Historic WW2 aircraft flying again after nearly 80 years

A Battle of Britain Hurricane is flying again after nearly 80 years after being restored and rebuilt in Suffolk.

It was shot down and buried for 40 years but a labour of love has seen a Battle of Britain Hurricane rebuilt in Suffolk and in the skies once again.

It took 30,000 hours of work and more a million parts to restore her. She'll be housed at the Imperial War Museum in Duxford and displayed at airshows.

This Hurricane survived just five days fighting at the height of the Battle of Britain before being shot down over Kent in September 1940.

The pilot survived, but the plane remained buried for four decades before being dug up in the 1980s.

The aircraft has now been rebuilt by specialists at Hawker Restorations, based in Suffolk.

The Hurricane Mark I was rebuilt by specialists at Hawker Restorations in Suffolk.

Many argue without the Hurricane, the Allies would have lost the war of the skies and ultimately the whole of the Second World War.

These planes shot down more than 60% of German aircraft.

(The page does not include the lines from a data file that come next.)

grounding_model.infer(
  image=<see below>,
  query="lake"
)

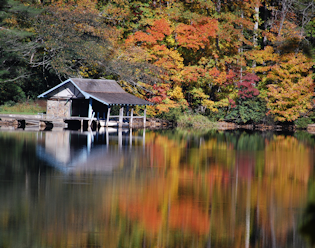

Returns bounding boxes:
[0,128,315,248]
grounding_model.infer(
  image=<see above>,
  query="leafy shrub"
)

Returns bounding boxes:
[155,107,187,123]
[177,115,216,128]
[225,97,267,124]
[0,101,46,114]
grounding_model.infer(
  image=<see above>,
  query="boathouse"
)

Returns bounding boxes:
[38,78,152,127]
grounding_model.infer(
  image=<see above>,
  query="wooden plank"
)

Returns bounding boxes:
[106,106,110,127]
[129,108,133,128]
[118,107,124,127]
[143,106,147,127]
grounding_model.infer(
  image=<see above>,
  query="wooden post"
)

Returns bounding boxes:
[142,128,145,148]
[118,107,124,127]
[118,127,122,148]
[143,105,147,127]
[105,128,109,145]
[129,128,132,147]
[88,98,93,119]
[129,108,133,128]
[106,105,110,127]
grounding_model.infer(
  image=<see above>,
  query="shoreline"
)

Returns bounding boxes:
[0,114,315,133]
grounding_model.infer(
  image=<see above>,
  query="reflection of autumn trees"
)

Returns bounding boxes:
[117,131,312,246]
[0,132,313,247]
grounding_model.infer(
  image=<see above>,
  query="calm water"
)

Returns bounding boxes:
[0,128,315,248]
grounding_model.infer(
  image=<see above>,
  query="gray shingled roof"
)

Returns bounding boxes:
[38,78,152,105]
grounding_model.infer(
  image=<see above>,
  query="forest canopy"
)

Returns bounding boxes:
[0,0,315,123]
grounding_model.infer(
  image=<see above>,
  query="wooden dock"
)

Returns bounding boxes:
[0,114,66,128]
[0,113,146,130]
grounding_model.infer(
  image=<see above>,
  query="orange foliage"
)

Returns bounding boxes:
[169,199,210,235]
[176,17,218,51]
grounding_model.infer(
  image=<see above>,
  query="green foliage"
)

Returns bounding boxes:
[177,114,216,128]
[0,101,46,114]
[155,107,185,123]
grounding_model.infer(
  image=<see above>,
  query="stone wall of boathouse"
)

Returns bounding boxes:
[47,99,71,118]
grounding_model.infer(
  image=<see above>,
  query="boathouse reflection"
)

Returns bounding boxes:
[36,128,145,173]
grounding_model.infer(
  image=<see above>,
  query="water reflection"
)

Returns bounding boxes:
[0,129,315,247]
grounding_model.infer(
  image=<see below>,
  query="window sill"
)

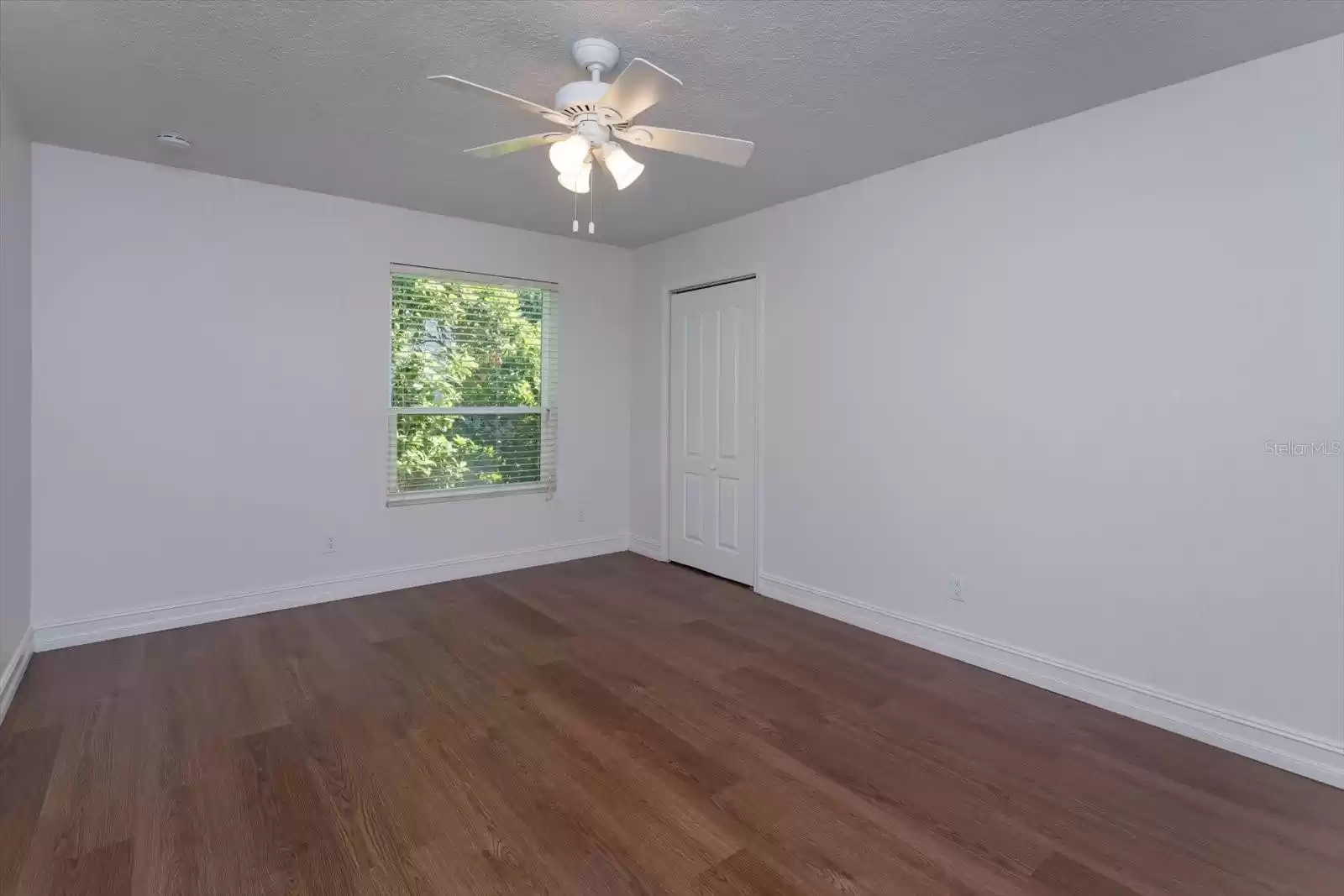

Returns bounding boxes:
[387,482,547,508]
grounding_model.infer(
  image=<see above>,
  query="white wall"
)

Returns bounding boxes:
[0,78,32,671]
[632,38,1344,762]
[32,144,630,638]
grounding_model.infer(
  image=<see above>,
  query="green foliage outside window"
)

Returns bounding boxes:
[391,273,547,491]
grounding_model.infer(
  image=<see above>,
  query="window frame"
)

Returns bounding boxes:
[386,262,560,508]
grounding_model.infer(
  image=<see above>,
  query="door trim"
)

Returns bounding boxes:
[657,265,764,592]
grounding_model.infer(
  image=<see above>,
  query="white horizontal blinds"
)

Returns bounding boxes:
[387,266,559,500]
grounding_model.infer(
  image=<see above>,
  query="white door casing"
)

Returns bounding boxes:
[668,280,757,585]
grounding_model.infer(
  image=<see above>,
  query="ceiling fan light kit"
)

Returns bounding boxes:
[430,38,754,233]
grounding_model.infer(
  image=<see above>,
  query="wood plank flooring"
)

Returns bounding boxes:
[0,553,1344,896]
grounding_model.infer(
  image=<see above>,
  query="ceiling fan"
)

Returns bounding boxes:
[430,38,755,193]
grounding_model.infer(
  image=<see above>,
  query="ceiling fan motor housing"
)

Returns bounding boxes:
[555,81,612,116]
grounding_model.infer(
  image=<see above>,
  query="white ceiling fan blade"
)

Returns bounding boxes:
[430,76,570,125]
[614,125,755,168]
[596,59,681,121]
[462,133,569,159]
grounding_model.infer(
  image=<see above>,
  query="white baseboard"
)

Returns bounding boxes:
[0,627,32,721]
[630,535,668,562]
[758,572,1344,789]
[32,535,627,650]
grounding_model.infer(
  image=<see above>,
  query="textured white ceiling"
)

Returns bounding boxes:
[0,0,1344,246]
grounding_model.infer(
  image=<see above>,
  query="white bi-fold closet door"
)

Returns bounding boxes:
[668,278,757,584]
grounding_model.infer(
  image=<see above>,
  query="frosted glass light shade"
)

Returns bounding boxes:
[551,134,590,175]
[602,144,643,190]
[555,163,593,193]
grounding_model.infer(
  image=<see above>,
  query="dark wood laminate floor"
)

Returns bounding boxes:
[0,555,1344,896]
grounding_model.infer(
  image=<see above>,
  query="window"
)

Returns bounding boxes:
[387,265,556,504]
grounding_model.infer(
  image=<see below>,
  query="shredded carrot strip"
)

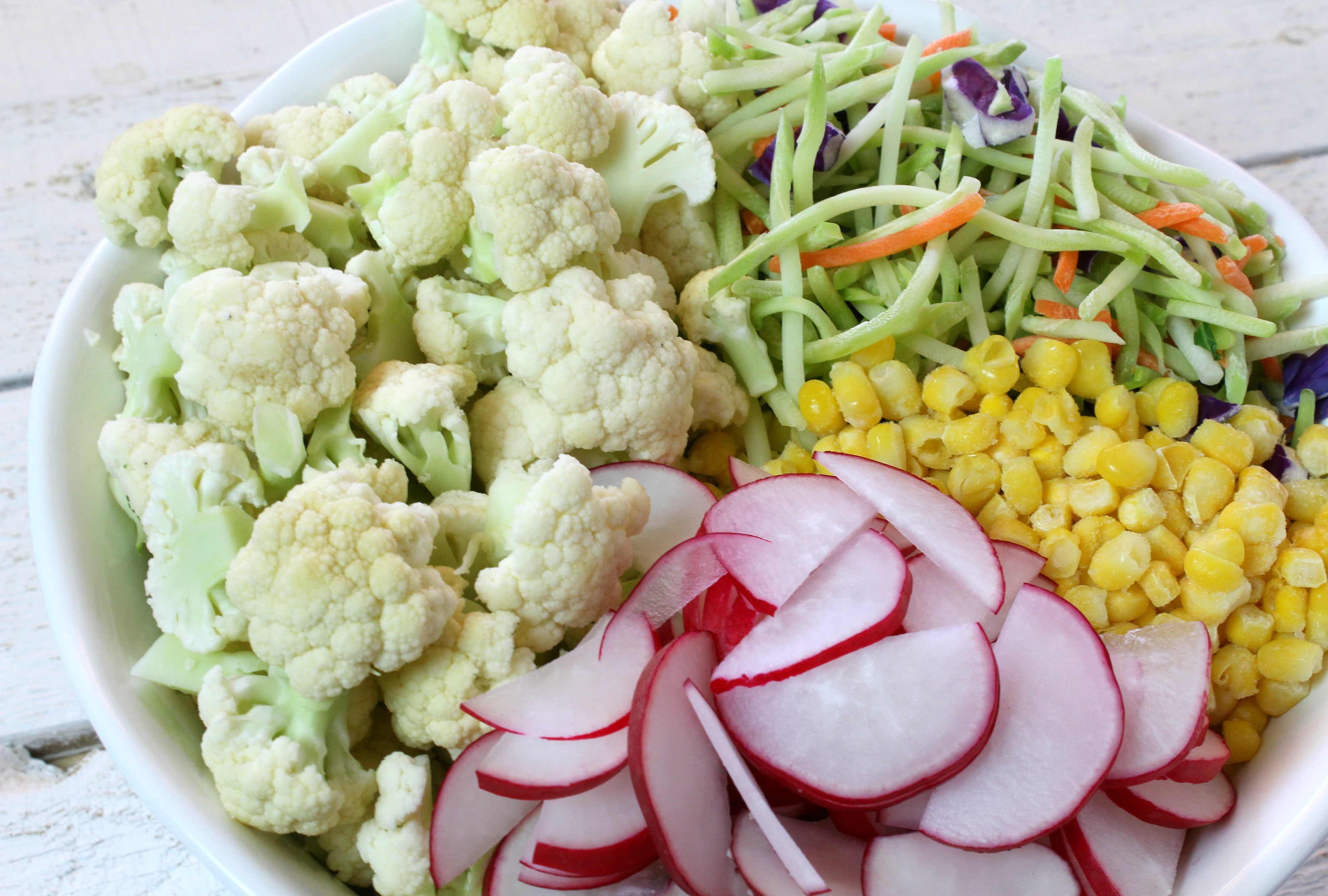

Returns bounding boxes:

But their lifespan was short - many were destroyed within days. Today there are just 14 flying in the world.

  • Click to watch a report on the restored Hurricane by ITV News Anglia's Tanya Mercer

The plane will now be based at Duxford Imperial War Museum in Cambridgeshire where she can be seen by the public.

She is a labour of love and a symbol of a group's passion for flying and history.

But more than that she's a tribute to the bravery of those who designed and flew these remarkable machines, the immensity of what they achieved and a legacy for the next generation.